Monday, June 30, 2008

For Kant

Is language the true barrier? Then why don't I write?
If thought is its own pretense, why does it delight?
Who am I to think me changed? The former or the latter?
And why is it so hard to keep myself from scatter?
Is Kant's frame enough or is it too little?
How can I go into this in any great detail?
"Sapere Aude!" he exclaimed,
And are the rest of us condemned?
The categories are our judges,
Juries quick in there to find us,
Human beast or Human being?
What is thought? What is meaning?
Verdict accepted and denied,
On time's anathema's we must glide,
Seeking no substance but our own,
To transcend that we had grown.


On a personal note: grow up, don't grow old.

Monday, June 23, 2008

Travelling Without Moving

I hear the distant rumble,
The dusk sky seem so bland,
Quiet in this weary breeze
Of a long afternoon.

It is coming!
No need to place my ear against the dry soil;
The itch has finally caught on,
Catching wild fire at the remnants of my heart,
Captured in that endless struggle between hope and peace.

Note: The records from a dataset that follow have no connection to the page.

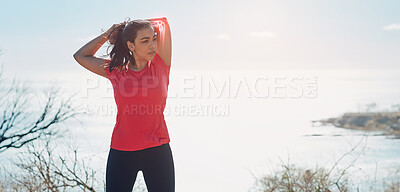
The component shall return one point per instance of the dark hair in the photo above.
(120, 54)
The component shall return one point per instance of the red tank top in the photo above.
(140, 97)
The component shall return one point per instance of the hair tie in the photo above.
(112, 37)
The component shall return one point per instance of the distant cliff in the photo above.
(388, 122)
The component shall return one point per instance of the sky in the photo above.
(41, 36)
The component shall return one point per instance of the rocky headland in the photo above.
(389, 122)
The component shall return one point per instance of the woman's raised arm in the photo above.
(85, 55)
(164, 45)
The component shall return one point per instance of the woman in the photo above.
(139, 73)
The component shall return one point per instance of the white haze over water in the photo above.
(264, 116)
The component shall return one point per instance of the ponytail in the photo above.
(120, 53)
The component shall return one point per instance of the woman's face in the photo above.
(145, 44)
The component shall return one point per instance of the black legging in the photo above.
(156, 163)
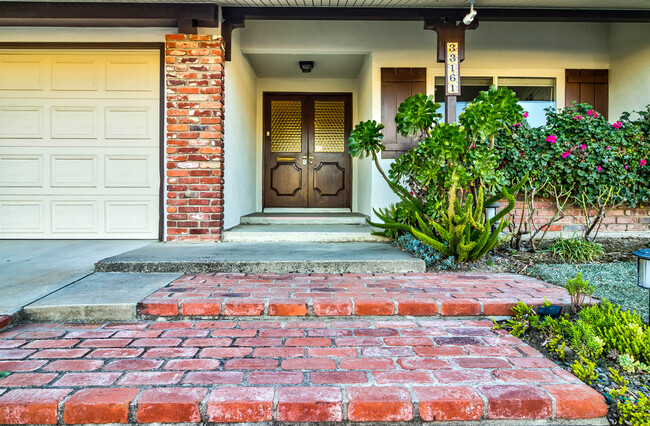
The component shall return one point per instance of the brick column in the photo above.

The calling is within, now perhaps more than without,
A silent reminder of what never was,
As it slips its thorny caress around my breast,
My nakedness bathed in blues and crimsons,
I lie awake, awaiting the tomorrows.

The caravan, long delayed,
Still echoes its slow wheels,
Those chrome tinted spokes of promise,
Crushing underneath a yellow road afield,
Landing at the appointed gate until dawn.

For morning brings the crystal quality of dread,
That wanton old faithful,
And pondering remains, as I greet the new sun,
Where is my pilgrimage setting? How many roads?

Thursday, June 19, 2008

The Invasion (a methodical pause)

I've scribbled this silly little ditty for Robert Lee Brewer's poetry prompt on the topic of "Invasion". It's not surprisingly titled: "The Invasion".

I was there the night they came,
I searched they sky, I saw their plane;
Its form seemed to wildly shine
As it disgorged those conquerors of mine.

Look over yonder, behold their hair!
I cannot help but dare to stare,
The atmosphere suddenly electrified
And their presence there intensified.

I told Parker, and he could not believe:
"This is our time, our time to live!"
But even we, poor boys, had no clue
When we saw the British through.

Sunday, June 01, 2008

Inner Voices

Those inner voices - what are they? How do we relate to them? How do they relate to us? What
kind of existence do they have, if any?

By inner voices I mean those quasi-collections of thoughts and emotions that act as representations of 'Significant Others' in our mind. Those we consult with, those who tell use to do this and not that, those who we imagine what they'd say and think about our choice of clothes. I'm not talking about a modern Jiminy Cricket or a Freudian super-ego, nor the detached voices that often plague a schizophrenia patient. Those voices represent others who we care about but they do so by being a part of ourselves, by being our own creation. They are an integral part of the human way to internalize others (and so play a pivotal social and ethical role within us) while also manifesting and testing desires and thoughts of our own (thus enhancing our creativity, our sense of order and our cohesive-seeming Self). Sometimes, they show that we are not alone in the dark.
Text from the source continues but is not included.